12:14pm PT by Lacey Rose
Inside Shonda Rhimes' First Netflix Series 'Bridgerton': "We're Not Making Your Grandmother's Period Piece"
At long last, Shondaland is readying its landing in the streaming era.
Up first, from Shonda Rhimes' nine-figure Netflix deal is Bridgerton, a sweeping Regency-era period piece set to debut Christmas Day on the service. Though the project bears Shondaland vet Chris Van Dusen's name as its creator and showrunner, it was Rhimes who found and quickly devoured the popular romance novels on which the series is based.
"I remember I was almost scaring people, like, 'We have to get these crazy romance novels -- they're hot and they're sexy and they're really interesting,'" says Rhimes. That the multi-book collection from author Julia Quinn had an expansive web of characters and entry points as well as a fervent international fanbase made Rhimes that much more confident in its streaming potential.

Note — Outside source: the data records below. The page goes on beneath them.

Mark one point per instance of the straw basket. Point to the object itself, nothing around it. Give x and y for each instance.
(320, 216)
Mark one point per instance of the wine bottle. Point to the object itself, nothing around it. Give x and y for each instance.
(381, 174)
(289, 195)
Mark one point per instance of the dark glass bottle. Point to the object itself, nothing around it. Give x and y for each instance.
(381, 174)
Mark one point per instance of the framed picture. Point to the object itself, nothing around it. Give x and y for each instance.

Still, Rhimes' longtime producing partner Betsy Beers and Netflix's co-CEO Ted Sarandos both acknowledge that they were initially skeptical, in part because it was a genre neither had dabbled much in. "And I was clearly, totally and absolutely wrong," says Beers with a laugh.

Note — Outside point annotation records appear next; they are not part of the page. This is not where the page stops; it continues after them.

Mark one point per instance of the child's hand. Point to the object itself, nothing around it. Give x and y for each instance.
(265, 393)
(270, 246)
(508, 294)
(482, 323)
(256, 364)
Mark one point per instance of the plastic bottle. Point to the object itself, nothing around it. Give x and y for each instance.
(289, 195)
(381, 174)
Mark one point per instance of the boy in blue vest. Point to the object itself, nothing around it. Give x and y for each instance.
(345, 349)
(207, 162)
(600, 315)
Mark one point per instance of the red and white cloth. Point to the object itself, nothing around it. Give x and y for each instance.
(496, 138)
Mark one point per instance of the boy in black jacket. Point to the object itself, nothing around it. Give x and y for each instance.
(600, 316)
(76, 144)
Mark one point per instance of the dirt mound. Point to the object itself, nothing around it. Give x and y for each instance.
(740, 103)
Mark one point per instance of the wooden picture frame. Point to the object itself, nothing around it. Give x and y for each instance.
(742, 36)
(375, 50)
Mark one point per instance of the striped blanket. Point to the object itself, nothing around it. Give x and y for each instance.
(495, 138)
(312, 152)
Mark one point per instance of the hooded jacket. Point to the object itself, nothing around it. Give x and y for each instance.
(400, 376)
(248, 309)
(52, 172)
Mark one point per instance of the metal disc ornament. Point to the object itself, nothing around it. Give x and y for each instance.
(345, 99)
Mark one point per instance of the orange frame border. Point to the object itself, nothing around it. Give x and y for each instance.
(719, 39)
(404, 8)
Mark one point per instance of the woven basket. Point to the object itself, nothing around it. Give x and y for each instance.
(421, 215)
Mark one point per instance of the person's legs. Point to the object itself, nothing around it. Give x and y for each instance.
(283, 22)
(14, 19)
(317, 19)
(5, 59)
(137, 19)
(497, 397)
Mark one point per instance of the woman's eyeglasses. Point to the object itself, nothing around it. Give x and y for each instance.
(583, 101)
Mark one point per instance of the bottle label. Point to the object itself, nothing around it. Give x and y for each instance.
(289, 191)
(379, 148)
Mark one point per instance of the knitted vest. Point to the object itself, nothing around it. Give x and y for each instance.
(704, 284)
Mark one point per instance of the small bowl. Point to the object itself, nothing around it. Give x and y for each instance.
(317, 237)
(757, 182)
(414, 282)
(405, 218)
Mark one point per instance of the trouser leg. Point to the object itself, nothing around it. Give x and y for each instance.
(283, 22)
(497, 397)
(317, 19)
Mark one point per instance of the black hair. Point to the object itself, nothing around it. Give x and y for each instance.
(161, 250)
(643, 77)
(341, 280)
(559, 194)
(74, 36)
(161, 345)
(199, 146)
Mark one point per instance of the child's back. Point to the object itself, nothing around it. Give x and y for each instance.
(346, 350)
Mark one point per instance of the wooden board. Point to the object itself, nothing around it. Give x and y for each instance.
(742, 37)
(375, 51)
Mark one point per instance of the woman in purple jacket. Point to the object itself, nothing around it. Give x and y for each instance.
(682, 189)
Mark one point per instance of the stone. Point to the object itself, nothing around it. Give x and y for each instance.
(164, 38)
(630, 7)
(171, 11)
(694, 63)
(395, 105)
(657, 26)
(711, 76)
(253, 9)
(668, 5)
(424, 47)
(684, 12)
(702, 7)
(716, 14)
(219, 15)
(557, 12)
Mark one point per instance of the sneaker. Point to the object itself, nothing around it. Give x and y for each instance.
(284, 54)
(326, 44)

As for Van Dusen, he wasn't expecting for a massive period piece to land on his plate, having spent his entire career prior devoted to hospital dramas (Grey's Anatomy) and political intrigue series (Scandal). "I'll admit I had to look over my shoulder, like, 'Is she really talking to me?'" he says of the initial conversation with Rhimes, who sat him down in her office and suggested he'd be perfect to run the series. "But Shonda seems to have an innate ability to see things that other people don't see, even in themselves."

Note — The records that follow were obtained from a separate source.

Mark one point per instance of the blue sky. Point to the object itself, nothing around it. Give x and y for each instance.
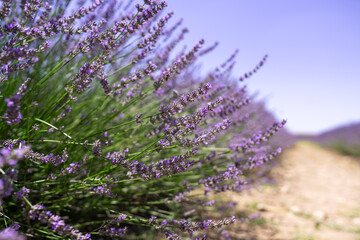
(312, 76)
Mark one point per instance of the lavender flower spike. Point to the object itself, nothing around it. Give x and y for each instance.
(13, 115)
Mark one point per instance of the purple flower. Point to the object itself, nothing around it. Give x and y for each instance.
(11, 234)
(13, 115)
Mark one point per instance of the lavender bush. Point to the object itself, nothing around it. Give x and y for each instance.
(104, 135)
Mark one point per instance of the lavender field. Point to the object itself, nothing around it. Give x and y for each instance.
(114, 126)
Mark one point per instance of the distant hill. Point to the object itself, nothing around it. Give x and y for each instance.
(345, 139)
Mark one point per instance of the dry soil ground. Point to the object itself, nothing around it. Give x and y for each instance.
(316, 196)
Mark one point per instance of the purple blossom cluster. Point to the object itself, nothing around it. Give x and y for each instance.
(119, 130)
(39, 212)
(13, 115)
(11, 234)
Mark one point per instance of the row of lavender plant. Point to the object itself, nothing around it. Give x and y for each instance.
(104, 135)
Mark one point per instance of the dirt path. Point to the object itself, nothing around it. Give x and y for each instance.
(317, 196)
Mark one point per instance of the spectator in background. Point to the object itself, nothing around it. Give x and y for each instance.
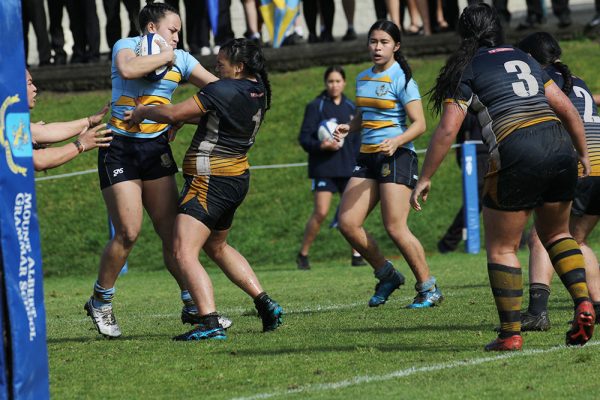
(326, 9)
(85, 28)
(57, 37)
(330, 163)
(34, 13)
(112, 8)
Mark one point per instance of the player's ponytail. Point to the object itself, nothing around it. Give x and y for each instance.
(392, 29)
(478, 26)
(251, 56)
(153, 12)
(545, 49)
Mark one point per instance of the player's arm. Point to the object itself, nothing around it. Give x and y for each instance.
(571, 120)
(58, 131)
(130, 66)
(444, 135)
(414, 111)
(187, 110)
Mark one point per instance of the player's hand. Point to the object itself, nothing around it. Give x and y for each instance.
(167, 51)
(94, 137)
(330, 145)
(421, 190)
(341, 131)
(172, 132)
(585, 163)
(388, 147)
(95, 119)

Of course, Van Dusen would need to get busy, having not yet read the Bridgerton book series. He did so immediately and fell in love with the stories. "They had all elements I love: romance, sexiness and intrigue," he says, "all of this with a super funny, delightful family at its heart." And with Rhimes attached, the TV adaptation -- which would be shot across the pond in the U.K. -- was bound to be inclusive in its casting, fresh in its look and timely in its storylines as well.
"Period shows tend to be a little conservative and a little traditional," says the showrunner, who reveals his marching orders were to make this effort as relatable to a modern audience as possible, something he was able to do through explorations of race, gender, sexuality and class.
Put another way, per Van Dusen: "We're not making your grandmother's period show."